Giving the majority judgement of the Supreme Court, Lord Reed said that vicarious liability could only arise where the relationship between the party committing the harm and the one being held liable had "particular characteristics justifying the imposition of such liability". The classic example is the relationship between employer and employee, but previous case law has expanded this to cover relationships with "similar" characteristics "subject to there being a sufficient connection between that relationship and the commission of the tort in question".
In this case, the local authority was under a statutory duty to care for children who had been committed to its care. In order to discharge that duty, it "recruited, selected and trained persons who were willing to accommodate, maintain and look after the children in their homes as foster parents", inspected their homes, paid allowances to them and provided training and equipment, met with them regularly and were involved in decision-making concerning the children.
"In the light of these circumstances, the foster parents with which the present case is concerned cannot be regarded as carrying on an independent business of their own: such a characterisation would fail to reflect many important aspects of the arrangements," Lord Reed said.
"Although the picture presented is not without complexity, nevertheless when considered as a whole it points towards the conclusion that the foster parents provided care to the child as an integral part of the local authority's organisation of its child care services ... It is impossible to draw a sharp line between the activity of the local authority, who were responsible for the care of the child and the promotion of her welfare, and that of the foster parents, whom they recruited and trained, and with whom they placed the child, in order for her to receive care in the setting which they considered would best promote her welfare," he said.

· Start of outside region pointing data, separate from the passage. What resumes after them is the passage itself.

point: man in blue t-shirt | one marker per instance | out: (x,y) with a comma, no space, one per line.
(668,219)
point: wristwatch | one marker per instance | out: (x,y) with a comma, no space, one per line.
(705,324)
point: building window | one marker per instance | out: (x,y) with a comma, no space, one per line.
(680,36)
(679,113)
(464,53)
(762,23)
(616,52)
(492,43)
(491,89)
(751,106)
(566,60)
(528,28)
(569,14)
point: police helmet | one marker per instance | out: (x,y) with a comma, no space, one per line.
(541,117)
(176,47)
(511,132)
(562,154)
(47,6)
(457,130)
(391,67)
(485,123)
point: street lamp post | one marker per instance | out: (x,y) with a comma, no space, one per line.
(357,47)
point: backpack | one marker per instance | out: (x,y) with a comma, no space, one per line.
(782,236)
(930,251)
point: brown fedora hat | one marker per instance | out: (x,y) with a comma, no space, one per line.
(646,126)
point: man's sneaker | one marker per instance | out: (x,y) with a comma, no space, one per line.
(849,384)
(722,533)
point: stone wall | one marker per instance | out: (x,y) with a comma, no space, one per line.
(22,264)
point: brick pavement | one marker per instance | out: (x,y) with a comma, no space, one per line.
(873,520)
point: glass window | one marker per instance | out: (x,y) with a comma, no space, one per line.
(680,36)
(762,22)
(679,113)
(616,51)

The local authority's ability to exercise "powers of approval, inspection, supervision and removal without any parallel in ordinary family life" meant that foster parents could not be regarded as being in "much the same position as ordinary parents", Lord Reed added.
The judge said that there was no evidence that imposing vicarious liability in these circumstances would encourage local authorities to place children into residential homes, rather than with foster parents. Local authorities were already vicariously liable for the abuse of children by their employees in residential care homes by virtue of the employment relationship, he said.

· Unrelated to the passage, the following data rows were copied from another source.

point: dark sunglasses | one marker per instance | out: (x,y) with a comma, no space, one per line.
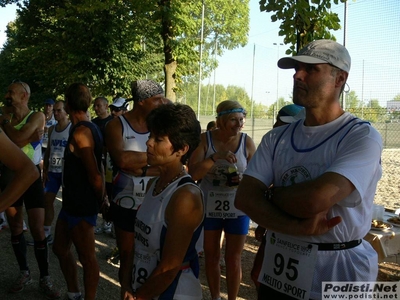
(117,109)
(21,83)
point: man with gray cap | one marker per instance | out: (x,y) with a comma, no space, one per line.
(324,171)
(126,138)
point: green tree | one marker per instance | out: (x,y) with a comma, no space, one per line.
(51,46)
(225,23)
(107,44)
(302,21)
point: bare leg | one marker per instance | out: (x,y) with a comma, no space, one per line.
(49,208)
(233,251)
(36,221)
(125,243)
(62,249)
(15,219)
(83,238)
(212,252)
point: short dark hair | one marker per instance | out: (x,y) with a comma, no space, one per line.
(179,123)
(102,98)
(78,97)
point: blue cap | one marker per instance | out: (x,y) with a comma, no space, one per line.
(49,101)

The court did, however, reject the argument that the local authority was liable on the basis of a non-delegable duty.
In a dissenting judgment, Lord Hughes said that the courts could not extend vicarious liability to cases involving 'ordinary' foster parents without doing the same to cases involving placements with friends and family in a way that would be "fair, just or reasonable". He added that care provided in the setting of a foster family was "not consistent with the kind of organisation which the enterprise test of vicarious liability contemplates". It also introduced the likelihood of claims for negligent acts or omissions, as well as for deliberate wrongdoing or abuse, he said.
Connal said that the repercussions of the decision would be "an area to watch".
"Although the litigation focussed on abuse cases there may be something to be said for the lone dissenting voice of Lord Hughes, who pointed out that once one decides that vicarious liability applies there is a much larger range of cases in prospect, based not on deliberate abuse but asserted negligence," he said.